I'm still listening to that cassette and there's a great trailer from THE AMAZING COLOSSAL MAN, as stated above. I just wished I had thought of posting Col. Glen Manning (after being exposed to a plutonium blast) at the same time I put David Hasselhoff out there. The best part of the film is that, when actor Glenn Langen grows and starts wearing that diaper, everybody normal-size sound like the Pillsbury Doughboy to him. He terrorizes Las Vegas, falls into Hoover Dam after being shot, then appears in the sequel as The Amazing Colossal BEAST, with pretty much half his giant-size face a grinning skull. The man-diaper stayed on during the fateful fall.
Back to last night: Screaming Yellow Theater was on WFLD Channel 12 (now Fox)on Friday nights, starting in 1970, and hosted by Jerry G. Bishop, a radio DJ. Dressed as Svengoolie, he was a hippie vampire with long green hair and red and white striped bell bottoms, and a red sweatshirt and peace medallion. He'd sing the goofy lyrics above and did a bunch of gag jokes, car commercials, and then all of Chicago would see, what seemed like every other week, a Vincent Price movie. In the 80s, Rick Koz took over as Son of Sven, eventually dropping the Son part with Bishop's well wishes as the latter retired to Florida. Koz is one of the coolest, most patient fellows who has hosted or guested at maybe six conventions I've been to this decade.
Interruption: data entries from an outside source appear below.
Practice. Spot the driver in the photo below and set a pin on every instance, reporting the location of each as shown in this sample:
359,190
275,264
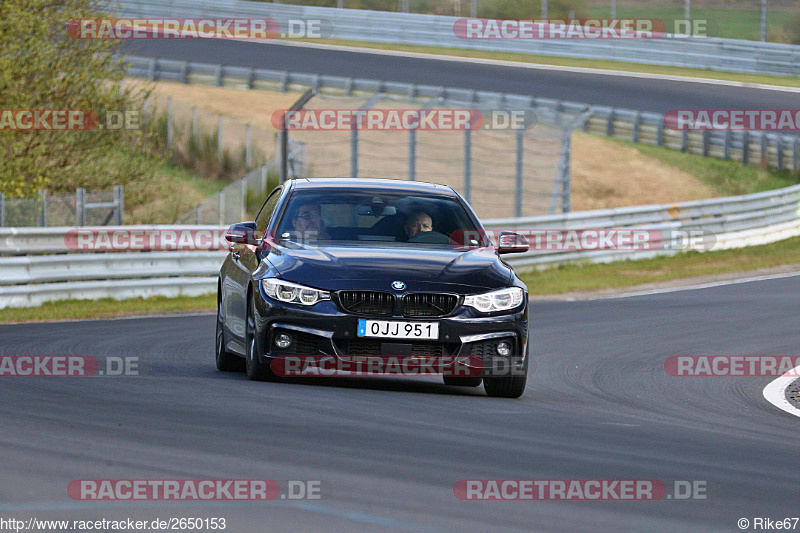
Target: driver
308,222
418,222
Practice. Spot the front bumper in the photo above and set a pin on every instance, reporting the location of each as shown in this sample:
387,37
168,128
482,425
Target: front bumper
466,338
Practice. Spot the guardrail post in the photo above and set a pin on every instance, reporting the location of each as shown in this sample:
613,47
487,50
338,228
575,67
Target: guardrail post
727,146
243,193
169,122
745,147
412,154
43,212
518,173
354,151
220,118
706,135
468,164
610,124
248,151
119,200
80,207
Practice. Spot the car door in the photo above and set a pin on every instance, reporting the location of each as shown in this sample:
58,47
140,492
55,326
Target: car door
244,261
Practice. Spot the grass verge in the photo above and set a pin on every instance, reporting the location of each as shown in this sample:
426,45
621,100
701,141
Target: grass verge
727,178
570,62
587,277
108,308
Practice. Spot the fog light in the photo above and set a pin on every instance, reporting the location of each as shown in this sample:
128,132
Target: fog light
504,348
283,341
But we had two night of greatness, if only one horror host, as Creature Features aired on WGN Channel 9 Saturday nights at 10:30. The theme was, as Richard Chwedyk emailed me, Mancini's "Experiment in Terror," which was also used in a Sherlock Holmes film. The best thing about CF was that every single film they showed was a Universal Monsters film. The Old Guard themselves, Dracula, The Monster and His Mate, poor Larry Talbot, with Dr. Jekyll & Mr. Hyde tossed in along with Abbott & Costello...fun times, a long, long time ago.